Lewisham academy schools plans dropped by Prendergast

Striking teachers and students lobby a Prendergast governors' meeting in Lewisham

Striking teachers and students lobby a Prendergast governors’ meeting in Lewisham   (Click to enlarge: opens in new window)

Teachers, school students and parents in Lewisham, south London, have won a great victory! They beat off plans to turn three schools into ‘academies’ which would have been a step towards privatisation. Martin Powell-Davies, Lewisham NUT union secretary and Stop Academies in Lewisham activists, explains.

For several months members of NUT and other trade unions at the Prendergast Federation of schools, alongside students and parents, have mounted a tremendous campaign to oppose these damaging academy conversion proposals.

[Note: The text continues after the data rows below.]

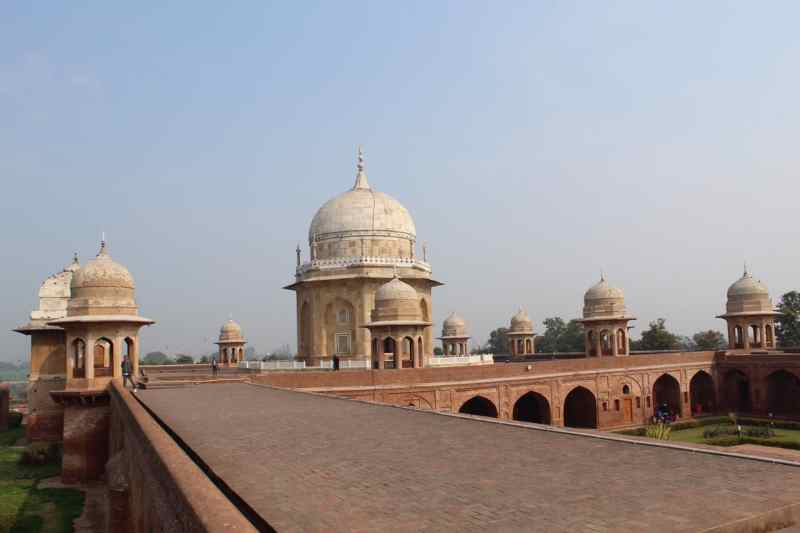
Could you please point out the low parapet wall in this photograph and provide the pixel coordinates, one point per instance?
(424, 376)
(153, 484)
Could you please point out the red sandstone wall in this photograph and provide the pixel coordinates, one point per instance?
(153, 485)
(427, 376)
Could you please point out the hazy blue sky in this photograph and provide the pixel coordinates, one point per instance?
(534, 144)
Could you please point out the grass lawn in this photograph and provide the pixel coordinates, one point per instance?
(789, 438)
(23, 506)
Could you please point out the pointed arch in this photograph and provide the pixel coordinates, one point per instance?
(580, 408)
(532, 407)
(479, 405)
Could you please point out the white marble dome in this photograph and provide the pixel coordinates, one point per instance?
(342, 225)
(102, 271)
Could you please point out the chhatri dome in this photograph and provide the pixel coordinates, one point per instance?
(604, 300)
(748, 295)
(230, 331)
(362, 222)
(102, 287)
(521, 322)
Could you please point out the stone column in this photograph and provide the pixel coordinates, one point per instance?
(746, 336)
(88, 358)
(614, 348)
(598, 343)
(134, 355)
(116, 358)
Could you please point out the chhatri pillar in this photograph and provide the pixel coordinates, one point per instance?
(605, 321)
(750, 316)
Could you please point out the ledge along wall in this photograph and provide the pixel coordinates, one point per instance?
(153, 485)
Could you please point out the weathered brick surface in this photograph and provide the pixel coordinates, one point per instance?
(312, 463)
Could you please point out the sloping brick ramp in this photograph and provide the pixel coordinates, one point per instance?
(306, 462)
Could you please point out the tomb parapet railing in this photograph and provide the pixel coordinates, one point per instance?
(344, 262)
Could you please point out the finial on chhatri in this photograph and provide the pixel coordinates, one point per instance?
(102, 244)
(361, 176)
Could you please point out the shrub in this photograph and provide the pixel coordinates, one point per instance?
(40, 453)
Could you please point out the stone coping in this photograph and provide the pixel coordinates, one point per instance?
(211, 508)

Sizeable demonstrations, strikes and meetings – and now legal challenges over government regulations – all helped to keep pressure on governors to think again. Now they have agreed to rescind the academy orders for all three schools in the Prendergast Federation.

This major breakthrough for the campaign reflects the pressure that months of our determined opposition built up. The legal challenges then left governors with little option but to pull back from their plans.

Every campaigner should be proud of standing firm and refusing to accept that the academy steamroller was unstoppable. The campaign shows how little public support there is for academies and the total lack of any evidence that academies help education.

This is not yet a final victory. The Department for Education (DfE) will want to rewrite their regulations so the Prendergast Federation can start over with their plans. However, we will keep up the pressure on Prendergast’s governors to resist DfE attempts.

As parent Ned Boulting told the Guardian: “governors have created a rift [that] will raise questions with teachers as to whether they want to stay on at the school”. Regrettably, he understood the dangers better than the governors.

Unless or until the governors withdraw their academy plans altogether, then the dispute still continues. For now, the proposed strike action on 3-4 June has been withdrawn. We are confident that, boosted by the latest news, staff, students and parents will be ready to continue their campaign if necessary.